Preparation & Dosage
No clinically studied human dosages are available for B. breve A1. Preclinical mouse studies used lyophilized powder administered orally, but exact CFU dosages were not specified. Consult a healthcare provider before starting any new supplement.
Synergy & Pairings
Other Bifidobacterium strains, Lactobacillus species, Prebiotic fibers, Omega-3 fatty acids, BDNF-supporting nutrients
Safety & Interactions
Bifidobacterium breve A1 is generally considered safe for healthy adults, as Bifidobacterium species have a long history of use in food and probiotic products with a well-established safety profile.
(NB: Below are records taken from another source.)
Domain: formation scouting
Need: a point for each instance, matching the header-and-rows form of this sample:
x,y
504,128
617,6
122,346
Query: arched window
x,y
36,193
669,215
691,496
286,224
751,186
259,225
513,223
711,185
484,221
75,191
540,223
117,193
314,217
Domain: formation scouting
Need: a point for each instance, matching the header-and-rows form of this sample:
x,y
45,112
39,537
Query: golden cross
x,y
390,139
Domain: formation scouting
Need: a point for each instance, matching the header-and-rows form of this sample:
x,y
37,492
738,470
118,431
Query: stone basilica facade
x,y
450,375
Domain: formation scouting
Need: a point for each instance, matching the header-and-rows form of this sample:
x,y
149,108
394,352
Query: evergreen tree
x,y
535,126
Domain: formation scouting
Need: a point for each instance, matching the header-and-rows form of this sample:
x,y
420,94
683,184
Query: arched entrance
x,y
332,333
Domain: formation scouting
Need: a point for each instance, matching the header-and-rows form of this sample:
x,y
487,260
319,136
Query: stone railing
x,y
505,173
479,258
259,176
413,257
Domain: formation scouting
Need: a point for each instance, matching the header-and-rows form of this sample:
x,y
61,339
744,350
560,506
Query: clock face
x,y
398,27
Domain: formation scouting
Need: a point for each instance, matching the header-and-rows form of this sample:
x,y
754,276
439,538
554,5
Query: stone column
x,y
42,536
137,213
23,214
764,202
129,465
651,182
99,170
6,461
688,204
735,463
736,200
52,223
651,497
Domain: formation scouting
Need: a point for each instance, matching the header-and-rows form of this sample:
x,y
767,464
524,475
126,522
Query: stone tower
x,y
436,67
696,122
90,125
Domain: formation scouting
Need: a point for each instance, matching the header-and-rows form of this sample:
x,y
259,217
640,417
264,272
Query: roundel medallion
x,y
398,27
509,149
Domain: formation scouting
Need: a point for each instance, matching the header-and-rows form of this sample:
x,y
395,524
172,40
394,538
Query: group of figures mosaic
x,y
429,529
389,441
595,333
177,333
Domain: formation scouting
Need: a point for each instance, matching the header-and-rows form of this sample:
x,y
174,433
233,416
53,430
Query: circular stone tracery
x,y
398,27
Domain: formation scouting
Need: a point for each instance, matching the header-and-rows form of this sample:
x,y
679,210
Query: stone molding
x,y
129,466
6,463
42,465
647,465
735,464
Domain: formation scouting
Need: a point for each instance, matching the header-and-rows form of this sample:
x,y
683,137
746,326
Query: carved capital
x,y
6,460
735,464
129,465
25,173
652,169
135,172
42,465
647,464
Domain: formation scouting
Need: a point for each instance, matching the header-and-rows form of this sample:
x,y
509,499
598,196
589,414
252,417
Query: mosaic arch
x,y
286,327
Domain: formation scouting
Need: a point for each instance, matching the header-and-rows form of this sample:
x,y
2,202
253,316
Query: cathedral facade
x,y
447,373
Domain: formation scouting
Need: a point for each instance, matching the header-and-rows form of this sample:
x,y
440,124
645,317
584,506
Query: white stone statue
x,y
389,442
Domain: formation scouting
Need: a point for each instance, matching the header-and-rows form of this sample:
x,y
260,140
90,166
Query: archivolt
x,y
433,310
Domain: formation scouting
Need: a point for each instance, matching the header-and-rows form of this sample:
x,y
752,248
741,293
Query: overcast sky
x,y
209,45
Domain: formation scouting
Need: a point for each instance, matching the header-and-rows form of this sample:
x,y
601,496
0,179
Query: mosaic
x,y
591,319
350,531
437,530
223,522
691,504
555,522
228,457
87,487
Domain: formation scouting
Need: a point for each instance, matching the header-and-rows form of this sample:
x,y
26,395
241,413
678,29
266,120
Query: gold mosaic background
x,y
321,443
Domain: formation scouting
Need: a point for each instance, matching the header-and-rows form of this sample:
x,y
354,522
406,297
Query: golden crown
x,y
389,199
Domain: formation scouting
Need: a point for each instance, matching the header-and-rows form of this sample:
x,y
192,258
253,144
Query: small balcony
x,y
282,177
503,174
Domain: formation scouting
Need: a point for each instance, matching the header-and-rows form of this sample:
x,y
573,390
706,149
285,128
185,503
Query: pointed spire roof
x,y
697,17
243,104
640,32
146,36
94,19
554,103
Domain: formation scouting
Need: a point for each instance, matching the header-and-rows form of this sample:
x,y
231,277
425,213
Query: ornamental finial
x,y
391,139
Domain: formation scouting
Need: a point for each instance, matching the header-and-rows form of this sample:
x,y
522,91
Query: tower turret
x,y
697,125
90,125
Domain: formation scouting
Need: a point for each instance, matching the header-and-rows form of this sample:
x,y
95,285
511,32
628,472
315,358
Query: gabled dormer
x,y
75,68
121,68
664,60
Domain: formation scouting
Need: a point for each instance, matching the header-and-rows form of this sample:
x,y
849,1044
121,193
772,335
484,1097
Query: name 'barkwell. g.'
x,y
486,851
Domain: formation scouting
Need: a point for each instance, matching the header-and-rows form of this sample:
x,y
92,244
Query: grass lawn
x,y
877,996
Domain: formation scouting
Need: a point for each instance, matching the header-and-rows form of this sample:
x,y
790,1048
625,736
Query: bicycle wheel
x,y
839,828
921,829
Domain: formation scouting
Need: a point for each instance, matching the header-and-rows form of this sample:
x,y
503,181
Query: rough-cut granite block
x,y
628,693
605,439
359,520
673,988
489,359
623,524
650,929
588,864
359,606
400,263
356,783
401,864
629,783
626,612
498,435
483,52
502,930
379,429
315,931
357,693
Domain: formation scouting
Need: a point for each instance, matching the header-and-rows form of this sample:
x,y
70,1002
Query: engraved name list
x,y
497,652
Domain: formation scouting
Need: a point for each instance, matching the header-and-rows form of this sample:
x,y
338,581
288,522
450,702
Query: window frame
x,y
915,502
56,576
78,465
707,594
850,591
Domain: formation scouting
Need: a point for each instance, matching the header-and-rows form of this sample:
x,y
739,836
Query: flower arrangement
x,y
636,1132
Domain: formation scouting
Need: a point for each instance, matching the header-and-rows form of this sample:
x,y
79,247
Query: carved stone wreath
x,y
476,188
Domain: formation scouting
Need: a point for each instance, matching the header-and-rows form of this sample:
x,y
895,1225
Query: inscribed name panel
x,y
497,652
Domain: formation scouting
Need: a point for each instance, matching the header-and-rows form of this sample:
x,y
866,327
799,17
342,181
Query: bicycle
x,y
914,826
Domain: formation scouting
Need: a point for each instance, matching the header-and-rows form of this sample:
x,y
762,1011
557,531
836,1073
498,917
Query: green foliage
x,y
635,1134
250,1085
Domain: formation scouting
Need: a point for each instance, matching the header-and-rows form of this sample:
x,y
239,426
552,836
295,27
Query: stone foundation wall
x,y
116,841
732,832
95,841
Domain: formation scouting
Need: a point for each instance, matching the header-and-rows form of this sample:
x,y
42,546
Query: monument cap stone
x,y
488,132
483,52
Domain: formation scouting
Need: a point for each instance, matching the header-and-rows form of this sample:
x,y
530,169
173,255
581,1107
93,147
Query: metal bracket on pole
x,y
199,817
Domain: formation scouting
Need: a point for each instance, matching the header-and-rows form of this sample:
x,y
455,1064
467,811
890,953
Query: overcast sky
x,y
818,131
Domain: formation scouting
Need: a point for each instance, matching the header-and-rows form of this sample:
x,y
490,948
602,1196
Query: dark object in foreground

Individuals who are immunocompromised, have compromised gut barriers, or are critically ill should consult a physician before use, as probiotic supplementation carries a small risk of bacteremia in these populations. No specific drug interactions have been formally documented for this strain, but concurrent use with broad-spectrum antibiotics will likely reduce its viability and efficacy. Safety data during pregnancy and lactation specific to the A1 strain is insufficient, and pregnant individuals should seek medical guidance before supplementing.